Convierte el dolor de la añoranza en la arquitectura del sentido de pertenencia — James Baldwin
—¿Qué perdura después de esta línea?
La añoranza como herida fundadora
Baldwin sugiere que la añoranza no es un simple malestar pasajero, sino una herida que funda nuestra experiencia del mundo. Extrañar un lugar, una lengua, una comunidad o incluso una versión pasada de nosotros mismos revela que ya hemos conocido alguna forma de pertenencia, aunque esté perdida o fracturada. En obras como *Notes of a Native Son* (1955), Baldwin explora cómo la distancia respecto a la familia, al barrio y a la patria abre un vacío interior que duele, pero también obliga a preguntarse quién se es en realidad. Así, la añoranza se convierte en la primera señal de que buscamos un hogar más profundo que el puramente geográfico.
Del vacío emocional al diseño de sentido
A partir de ese vacío, Baldwin propone un movimiento creativo: transformar el dolor en arquitectura. Es decir, usar la experiencia de carencia para diseñar estructuras de sentido que nos sostengan. Tal como un arquitecto parte de un terreno baldío para imaginar un edificio, la persona que añora puede ordenar su memoria, sus pérdidas y sus deseos hasta convertirlos en un plano de vida. En novelas como *Giovanni’s Room* (1956), el protagonista reconstruye su identidad afectiva precisamente desde lo que le falta, y en ese proceso organiza un nuevo lenguaje para nombrar quién ama, cómo ama y a qué mundo quiere pertenecer.
Escribir, narrarse y construir pertenencia
En la obra de Baldwin, la escritura es uno de los principales andamios de esa arquitectura interior. Al narrar el racismo, el exilio y la homofobia, no solo denuncia injusticias, sino que edifica un espacio simbólico donde quienes comparten esas heridas pueden reconocerse. Ensayos como *The Fire Next Time* (1963) muestran cómo la palabra puede transformar la soledad en comunidad imaginada: lectores dispersos en el tiempo y el espacio se ven reflejados en las mismas grietas. De este modo, contar la propia añoranza se convierte en un acto de diseño colectivo de pertenencia, donde la identidad deja de ser aislamiento y pasa a ser punto de encuentro.
La diáspora y los hogares múltiples
El trasfondo histórico de Baldwin, marcado por la diáspora afroamericana y su propia vida entre Estados Unidos y Francia, ilumina su frase. La añoranza de una patria que nunca ha sido plenamente hogar obliga a imaginar pertenencias múltiples: al barrio, a la comunidad negra, a la cultura estadounidense y, al mismo tiempo, a una comunidad internacional de marginados. En este contexto, la arquitectura del sentido de pertenencia no es un edificio único y sólido, sino un conjunto de puentes, patios y umbrales entre culturas. Así, la añoranza deja de ser nostalgia paralizante y se vuelve impulso para trazar mapas nuevos de convivencia.

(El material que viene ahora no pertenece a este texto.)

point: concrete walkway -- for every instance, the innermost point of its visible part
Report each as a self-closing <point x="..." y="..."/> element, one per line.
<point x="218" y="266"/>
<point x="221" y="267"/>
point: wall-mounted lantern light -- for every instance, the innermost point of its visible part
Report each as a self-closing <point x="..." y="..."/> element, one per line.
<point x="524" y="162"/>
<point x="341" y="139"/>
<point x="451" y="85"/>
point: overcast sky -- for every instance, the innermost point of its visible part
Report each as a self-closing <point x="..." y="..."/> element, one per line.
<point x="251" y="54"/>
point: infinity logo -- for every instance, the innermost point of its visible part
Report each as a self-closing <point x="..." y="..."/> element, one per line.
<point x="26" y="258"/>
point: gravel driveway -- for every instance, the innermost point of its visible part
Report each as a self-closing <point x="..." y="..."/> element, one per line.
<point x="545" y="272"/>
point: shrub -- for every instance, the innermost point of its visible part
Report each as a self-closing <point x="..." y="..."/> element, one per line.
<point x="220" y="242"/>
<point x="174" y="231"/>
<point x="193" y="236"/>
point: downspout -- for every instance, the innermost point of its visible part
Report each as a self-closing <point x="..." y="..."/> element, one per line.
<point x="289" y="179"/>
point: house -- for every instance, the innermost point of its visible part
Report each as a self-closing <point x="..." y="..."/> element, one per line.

Transformar la herida en fundamento ético
Finalmente, Baldwin invita a no esconder el dolor de la añoranza, sino a convertirlo en fundamento ético. Quien ha experimentado el desarraigo comprende mejor lo que significa ser excluido y, por ello, puede comprometerse con formas más amplias de solidaridad. En sus discursos sobre derechos civiles, Baldwin recurre una y otra vez a su propio sentimiento de no pertenecer del todo para reclamar un país donde nadie sea forzado a vivir en los márgenes. Así, la arquitectura del sentido de pertenencia no es solo íntima: se proyecta sobre la ciudad y la nación, proponiendo instituciones y vínculos más hospitalarios con toda diferencia.
Habitar el entre-lugar como destino
En última instancia, la frase de Baldwin sugiere que quizá nunca volvamos al lugar ideal que añoramos, pero sí podemos aprender a habitar creativamente el entre-lugar. Ese espacio intermedio —entre culturas, lenguas, géneros, clases o credos— se vuelve un hogar en construcción permanente. Como muestran también los testimonios migrantes contemporáneos, la identidad ya no se entiende como un origen fijo, sino como una obra arquitectónica siempre inacabada, levantada con los ladrillos de la pérdida y las vigas de la esperanza. Así, convertir el dolor en arquitectura es aceptar que pertenecemos, sobre todo, a la búsqueda misma de un lugar donde ser vistos y reconocidos.